We are looking for a Data Scientist to join our AI team and support clients in building end-to-end Talk-To-Data (TTD) solutions powered by LLMs and GenAI models. The AI team focuses on cutting-edge aspects of Generative AI and LLMs with applications such as RAG, summarization, multi-agent workflows, and model fine-tuning. With deep, PhD-level expertise in GenAI, NLP, and Computer Vision, this is an excellent environment for professionals eager to push their skills to new heights.
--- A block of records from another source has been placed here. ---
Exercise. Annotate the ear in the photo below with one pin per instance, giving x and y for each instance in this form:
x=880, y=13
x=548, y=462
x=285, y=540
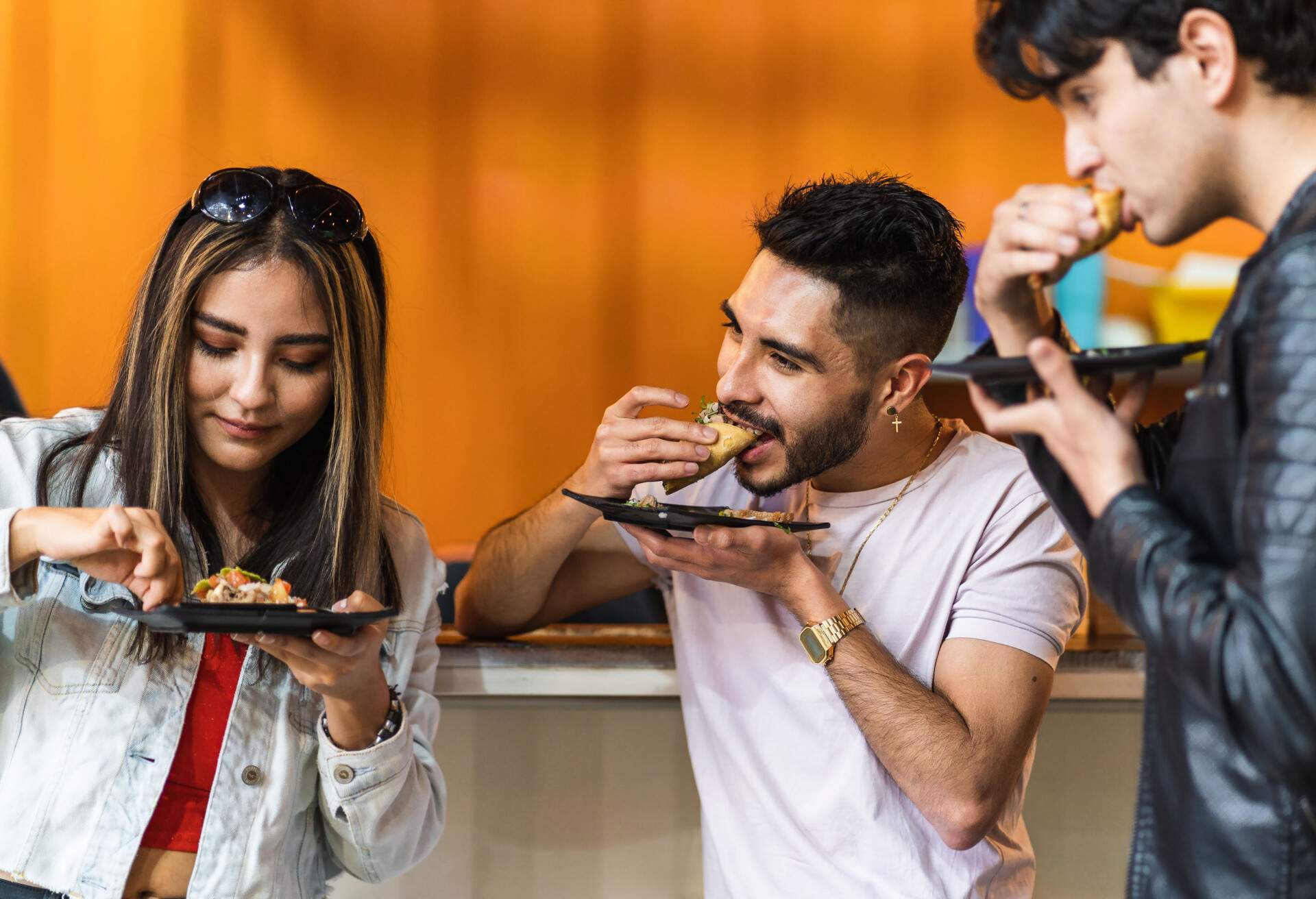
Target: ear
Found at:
x=905, y=380
x=1207, y=38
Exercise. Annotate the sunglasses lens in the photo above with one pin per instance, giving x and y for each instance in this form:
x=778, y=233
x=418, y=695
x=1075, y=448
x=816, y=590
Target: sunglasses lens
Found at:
x=233, y=197
x=328, y=212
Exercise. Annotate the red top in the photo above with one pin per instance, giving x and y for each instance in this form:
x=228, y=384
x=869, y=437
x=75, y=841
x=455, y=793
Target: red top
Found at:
x=177, y=823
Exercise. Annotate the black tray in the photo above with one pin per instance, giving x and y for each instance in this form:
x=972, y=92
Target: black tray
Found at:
x=994, y=370
x=245, y=617
x=678, y=517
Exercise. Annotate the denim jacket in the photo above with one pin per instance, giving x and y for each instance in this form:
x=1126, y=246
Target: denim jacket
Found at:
x=87, y=735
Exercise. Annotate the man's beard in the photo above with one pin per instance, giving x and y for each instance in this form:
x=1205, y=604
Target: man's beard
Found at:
x=833, y=441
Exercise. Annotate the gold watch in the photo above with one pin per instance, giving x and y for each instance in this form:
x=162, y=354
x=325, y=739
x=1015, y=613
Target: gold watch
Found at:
x=820, y=640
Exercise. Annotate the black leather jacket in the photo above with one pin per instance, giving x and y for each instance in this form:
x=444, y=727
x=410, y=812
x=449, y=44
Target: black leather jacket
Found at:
x=1214, y=564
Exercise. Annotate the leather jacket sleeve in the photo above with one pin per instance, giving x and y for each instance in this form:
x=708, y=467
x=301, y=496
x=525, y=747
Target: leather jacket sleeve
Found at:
x=1240, y=640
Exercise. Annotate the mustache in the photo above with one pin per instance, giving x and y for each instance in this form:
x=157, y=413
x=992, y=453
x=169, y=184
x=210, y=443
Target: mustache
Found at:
x=749, y=416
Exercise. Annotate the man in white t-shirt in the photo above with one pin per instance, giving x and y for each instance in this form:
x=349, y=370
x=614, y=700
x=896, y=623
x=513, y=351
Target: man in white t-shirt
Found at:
x=884, y=752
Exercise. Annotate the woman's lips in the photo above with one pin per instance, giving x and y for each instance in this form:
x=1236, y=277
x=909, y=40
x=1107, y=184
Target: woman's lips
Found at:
x=243, y=431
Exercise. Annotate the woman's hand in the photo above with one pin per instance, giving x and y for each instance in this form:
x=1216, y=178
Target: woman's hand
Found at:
x=123, y=545
x=344, y=670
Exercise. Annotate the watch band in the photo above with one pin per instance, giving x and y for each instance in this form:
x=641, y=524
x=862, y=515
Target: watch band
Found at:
x=820, y=639
x=839, y=626
x=387, y=730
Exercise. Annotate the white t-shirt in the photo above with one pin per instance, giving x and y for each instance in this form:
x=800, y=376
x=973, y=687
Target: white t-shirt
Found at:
x=794, y=800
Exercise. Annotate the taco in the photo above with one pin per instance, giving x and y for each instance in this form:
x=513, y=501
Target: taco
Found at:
x=732, y=440
x=239, y=586
x=1108, y=214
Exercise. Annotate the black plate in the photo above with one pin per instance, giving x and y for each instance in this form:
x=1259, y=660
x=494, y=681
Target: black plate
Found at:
x=677, y=517
x=247, y=617
x=992, y=370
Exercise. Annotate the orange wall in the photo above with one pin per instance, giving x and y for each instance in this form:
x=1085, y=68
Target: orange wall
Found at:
x=561, y=188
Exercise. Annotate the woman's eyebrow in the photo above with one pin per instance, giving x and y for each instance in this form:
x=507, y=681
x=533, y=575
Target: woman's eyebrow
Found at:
x=239, y=331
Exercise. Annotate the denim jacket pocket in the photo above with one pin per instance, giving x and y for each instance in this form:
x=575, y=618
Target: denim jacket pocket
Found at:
x=69, y=649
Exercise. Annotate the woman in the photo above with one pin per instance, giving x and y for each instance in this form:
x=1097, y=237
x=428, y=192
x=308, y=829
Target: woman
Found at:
x=244, y=430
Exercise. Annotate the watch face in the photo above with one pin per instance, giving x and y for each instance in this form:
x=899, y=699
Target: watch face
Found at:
x=812, y=645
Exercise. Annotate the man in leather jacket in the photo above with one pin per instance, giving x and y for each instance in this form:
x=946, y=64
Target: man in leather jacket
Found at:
x=1199, y=530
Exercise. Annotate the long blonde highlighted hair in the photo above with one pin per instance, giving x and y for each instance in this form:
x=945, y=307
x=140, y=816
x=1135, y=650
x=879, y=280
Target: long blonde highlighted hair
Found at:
x=323, y=503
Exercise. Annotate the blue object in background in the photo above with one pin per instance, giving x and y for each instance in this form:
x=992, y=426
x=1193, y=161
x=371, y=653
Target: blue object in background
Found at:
x=1081, y=299
x=978, y=332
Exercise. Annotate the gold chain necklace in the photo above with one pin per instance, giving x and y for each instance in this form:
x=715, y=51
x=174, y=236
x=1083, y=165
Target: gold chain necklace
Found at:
x=808, y=536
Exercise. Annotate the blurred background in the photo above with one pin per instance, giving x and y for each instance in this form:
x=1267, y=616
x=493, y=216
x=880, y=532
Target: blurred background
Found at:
x=562, y=194
x=561, y=190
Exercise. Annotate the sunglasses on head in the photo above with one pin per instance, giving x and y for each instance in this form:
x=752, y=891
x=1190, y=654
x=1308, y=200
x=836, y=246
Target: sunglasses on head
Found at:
x=234, y=195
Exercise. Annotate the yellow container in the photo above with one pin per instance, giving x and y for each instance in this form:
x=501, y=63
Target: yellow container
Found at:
x=1182, y=312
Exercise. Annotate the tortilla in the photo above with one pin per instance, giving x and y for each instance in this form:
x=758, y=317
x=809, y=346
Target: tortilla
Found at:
x=1108, y=212
x=731, y=443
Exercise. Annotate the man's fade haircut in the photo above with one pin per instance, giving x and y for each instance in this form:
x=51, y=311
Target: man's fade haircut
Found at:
x=892, y=251
x=1016, y=36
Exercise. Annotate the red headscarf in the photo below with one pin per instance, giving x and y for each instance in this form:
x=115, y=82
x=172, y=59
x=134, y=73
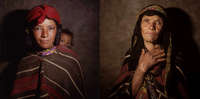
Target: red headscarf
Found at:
x=41, y=12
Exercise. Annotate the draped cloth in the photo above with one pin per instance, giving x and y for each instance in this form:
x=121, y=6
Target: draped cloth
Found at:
x=55, y=76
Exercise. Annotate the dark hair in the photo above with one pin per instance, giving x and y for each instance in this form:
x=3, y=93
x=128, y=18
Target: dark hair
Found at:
x=68, y=32
x=136, y=48
x=32, y=44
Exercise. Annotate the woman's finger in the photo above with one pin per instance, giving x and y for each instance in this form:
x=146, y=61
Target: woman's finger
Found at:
x=159, y=56
x=161, y=60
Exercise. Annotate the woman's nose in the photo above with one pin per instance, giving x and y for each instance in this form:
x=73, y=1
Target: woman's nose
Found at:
x=152, y=26
x=44, y=33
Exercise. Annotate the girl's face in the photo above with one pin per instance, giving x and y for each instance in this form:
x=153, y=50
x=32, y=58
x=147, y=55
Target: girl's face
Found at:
x=45, y=33
x=151, y=27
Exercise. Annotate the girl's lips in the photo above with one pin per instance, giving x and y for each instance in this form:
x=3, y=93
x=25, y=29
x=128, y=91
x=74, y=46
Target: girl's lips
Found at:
x=44, y=41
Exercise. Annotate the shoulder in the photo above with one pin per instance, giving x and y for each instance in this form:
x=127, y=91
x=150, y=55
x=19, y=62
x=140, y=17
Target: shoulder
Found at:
x=67, y=51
We are seeking candidates for long-term engagement in GenAI and related domains.
responsibilities :
Develop end-to-end GenAI applications such as chatbots, voicebots, and Talk-to-Data systems, including data ingestion, retrieval layers, orchestration (e.g., LangChain, LlamaIndex, LangGraph), API/backend, and simple UI where needed.
Design and implement RAG pipelines with vector databases, hybrid search, rerankers, query transformation, and evaluation frameworks for relevance and robustness.
Perform model selection, prompting strategies, and fine-tuning (LoRA/QLoRA/SFT) for text, code, and multimodal models, including guardrails, output evaluation, and A/B testing.
Design, integrate, and optimize LLM interactions with external tools, APIs, and data sources using Model Context Protocol (MCP) connectors.
Understand business requirements and translate them into technical goals, define success metrics, audit data feasibility, and align stakeholder expectations.
Support project delivery and pre-sales initiatives.
requirements-expected :
Solid understanding of deep learning concepts.
Experience in Machine Learning, particularly in Generative AI (LLM/LMM), with focus on NLP or multimodal models.
Experience gathering business requirements and translating them into technical plans, data processing, feature engineering, model evaluation, hypothesis testing, and model deployment.
Strong Python and object-oriented programming skills; working knowledge of SQL and vector databases.
Experience with Azure or GCP cloud platforms.
Knowledge of Deep Learning and GenAI libraries: NumPy, PyTorch, HuggingFace, LangChain, LangGraph, and GenAI APIs (OpenAI, Gemini).
Hands-on experience designing or operating MCP servers/clients for LLM agents.